For the purposes of these Rules:
'Liquid Capital' shall be determined by the Stockbroker Firm by deducting all fixed and non-liquid assets and contingent liabilities of the Stockbroker Firm from the Firm's capital employed as follows:
$$\text{Liquid Capital} = \text{Firm's Capital Employed}^{\text{Note 1}} \text{ less } \left[ \begin{array}{c} \text{All Fixed and Non-Liquid Assets}^{\text{Note 2}} \ + \text{Contingent Liabilities} \end{array} \right]$$
Note 1 Firm's Capital Employed will include:
- Shareholder's Funds
- Long Term Loans (with a period to expiry of at least 1 year from the reporting date)
- Long Term Debentures issued with no call options (with a period to maturity equal to or greater than one [1] year)
Subject to shareholder's funds being greater or equal to 50% of the total Capital Employed
Note 2 All Fixed and Non-Liquid Assets including but not limited to:
- Property Plant and Equipment
- Intangible Assets
- Investments in unlisted Equity shares
- Related Party Receivables
- Client Receivables (in excess of the portfolio value adjusted for VaR margin)
- Prepayments
- Unsecured Loans given
- Other loans including staff loans (exposure in excess of the value of security)
- Deferred Tax Assets
- Advances
- Liquidity Deposit provided to the CSE
- Other Assets which are doubtful of collection, less provision made
'Total Risk Requirement' shall be determined by the Stockbroker Firm taking into consideration the following Risks:
- (a) 'Operational Risk', which shall be computed as;
twenty five per centum (25%) of the annual expenditure of the Stockbroker Firm based on:
- i) the latest available Audited Financial Statements of the Firm, excluding any non recurring expenditure; or
- ii) the monthly financial statements of the Firm for the twelve (12) months immediately preceding the particular month excluding any non recurring expenditure;
whichever is greater
- (b) 'Counterparty Risk', shall be computed as the total client receivable balance resulting from purchase transaction/s in excess of the marked to market value of the client's securities portfolio, value adjusted for VaR margin less deposits with the CDS as stipulated in the CDS Rules, excluding purchase transactions captured under Large Exposure Risk.

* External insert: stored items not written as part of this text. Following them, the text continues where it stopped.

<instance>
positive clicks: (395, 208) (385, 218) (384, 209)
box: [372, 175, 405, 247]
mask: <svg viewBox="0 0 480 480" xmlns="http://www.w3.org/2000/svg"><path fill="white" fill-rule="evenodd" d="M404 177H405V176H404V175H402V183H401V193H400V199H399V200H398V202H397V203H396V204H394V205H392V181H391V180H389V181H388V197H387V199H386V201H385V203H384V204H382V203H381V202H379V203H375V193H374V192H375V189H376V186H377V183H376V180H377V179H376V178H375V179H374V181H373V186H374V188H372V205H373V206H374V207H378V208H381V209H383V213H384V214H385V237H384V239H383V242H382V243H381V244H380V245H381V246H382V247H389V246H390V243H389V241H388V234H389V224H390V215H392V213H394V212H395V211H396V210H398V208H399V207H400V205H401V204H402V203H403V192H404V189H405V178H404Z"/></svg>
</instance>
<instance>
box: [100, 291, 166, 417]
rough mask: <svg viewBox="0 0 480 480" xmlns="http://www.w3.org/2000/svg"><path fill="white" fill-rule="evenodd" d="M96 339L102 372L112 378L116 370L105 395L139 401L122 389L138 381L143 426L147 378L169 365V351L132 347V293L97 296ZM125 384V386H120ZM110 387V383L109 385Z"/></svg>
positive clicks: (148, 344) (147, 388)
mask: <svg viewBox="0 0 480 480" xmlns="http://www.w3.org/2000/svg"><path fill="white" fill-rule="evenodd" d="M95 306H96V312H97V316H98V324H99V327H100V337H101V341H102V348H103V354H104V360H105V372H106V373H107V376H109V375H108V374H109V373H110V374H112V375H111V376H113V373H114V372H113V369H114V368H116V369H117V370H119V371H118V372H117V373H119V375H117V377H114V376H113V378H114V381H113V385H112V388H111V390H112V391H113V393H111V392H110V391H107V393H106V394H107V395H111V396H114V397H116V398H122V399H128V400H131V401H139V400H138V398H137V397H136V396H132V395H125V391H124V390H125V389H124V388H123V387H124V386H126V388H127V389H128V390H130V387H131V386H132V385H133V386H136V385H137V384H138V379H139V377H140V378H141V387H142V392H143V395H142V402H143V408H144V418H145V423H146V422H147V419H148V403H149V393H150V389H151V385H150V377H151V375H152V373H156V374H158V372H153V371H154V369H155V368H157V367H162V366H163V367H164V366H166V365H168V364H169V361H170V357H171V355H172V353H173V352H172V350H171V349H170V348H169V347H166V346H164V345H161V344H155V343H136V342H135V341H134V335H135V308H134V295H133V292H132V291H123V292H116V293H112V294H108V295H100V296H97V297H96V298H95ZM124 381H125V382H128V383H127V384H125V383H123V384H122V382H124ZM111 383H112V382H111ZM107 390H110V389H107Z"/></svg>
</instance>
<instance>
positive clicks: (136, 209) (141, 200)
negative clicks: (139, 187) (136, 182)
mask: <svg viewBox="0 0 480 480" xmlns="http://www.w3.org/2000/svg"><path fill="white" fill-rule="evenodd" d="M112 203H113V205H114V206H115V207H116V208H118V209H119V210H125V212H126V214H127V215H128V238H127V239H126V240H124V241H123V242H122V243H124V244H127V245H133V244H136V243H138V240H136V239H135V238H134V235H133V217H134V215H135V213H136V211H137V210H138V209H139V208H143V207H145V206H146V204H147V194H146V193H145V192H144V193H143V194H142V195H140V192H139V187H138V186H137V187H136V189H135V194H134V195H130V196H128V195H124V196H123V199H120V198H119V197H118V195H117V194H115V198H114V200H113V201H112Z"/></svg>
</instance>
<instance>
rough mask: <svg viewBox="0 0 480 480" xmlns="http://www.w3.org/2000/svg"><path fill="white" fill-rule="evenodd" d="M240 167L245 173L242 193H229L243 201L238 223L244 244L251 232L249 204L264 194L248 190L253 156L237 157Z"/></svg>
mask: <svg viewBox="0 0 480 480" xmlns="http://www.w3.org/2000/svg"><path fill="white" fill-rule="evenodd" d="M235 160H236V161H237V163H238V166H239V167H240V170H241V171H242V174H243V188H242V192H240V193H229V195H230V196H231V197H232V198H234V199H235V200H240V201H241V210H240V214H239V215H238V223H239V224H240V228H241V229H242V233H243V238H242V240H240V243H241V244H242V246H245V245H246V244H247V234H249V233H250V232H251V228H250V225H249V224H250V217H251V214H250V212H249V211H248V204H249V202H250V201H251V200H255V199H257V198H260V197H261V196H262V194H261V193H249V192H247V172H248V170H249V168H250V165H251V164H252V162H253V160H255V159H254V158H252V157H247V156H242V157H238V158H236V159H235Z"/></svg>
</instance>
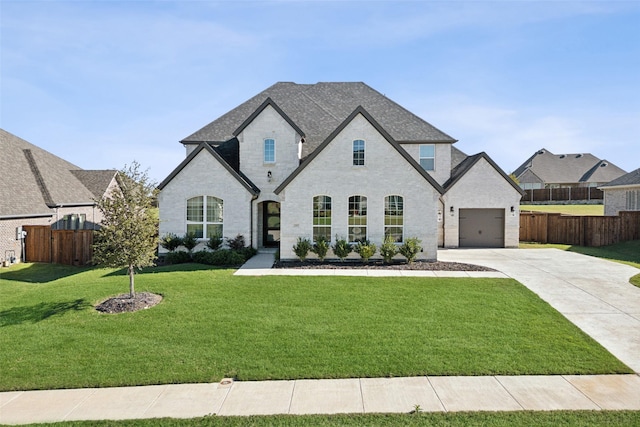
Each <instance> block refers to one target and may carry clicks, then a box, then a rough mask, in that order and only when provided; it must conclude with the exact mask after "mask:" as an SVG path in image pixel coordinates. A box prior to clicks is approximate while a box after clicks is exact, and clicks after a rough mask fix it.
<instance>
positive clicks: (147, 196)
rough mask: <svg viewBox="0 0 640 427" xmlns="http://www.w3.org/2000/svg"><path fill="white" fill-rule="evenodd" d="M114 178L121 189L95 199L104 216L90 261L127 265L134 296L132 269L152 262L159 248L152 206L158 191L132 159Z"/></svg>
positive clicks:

The Counterparty Risk shall not be less than Zero.
- (c) 'Large Exposure Risk', shall be computed as the cumulative client receivable balance resulting from purchase transaction/s equal to or over Rupees One Hundred million (Rs. 100,000,000/-) each in excess of the marked to market value of the said purchase transaction/s adjusted for VaR margin less deposits with the CDS as stipulated in the CDS Rules. The Large Exposure Risk shall not be less than Zero.
- (d) 'Position Risk', shall be computed as the total outstanding balance resulting from the purchase transaction/s carried out by the Firm on its Own Account in excess of the marked to market value of the said purchase transaction/s adjusted for VaR margin less deposits with the CDS as stipulated in the CDS Rules. The Position Risk value shall not be less than Zero.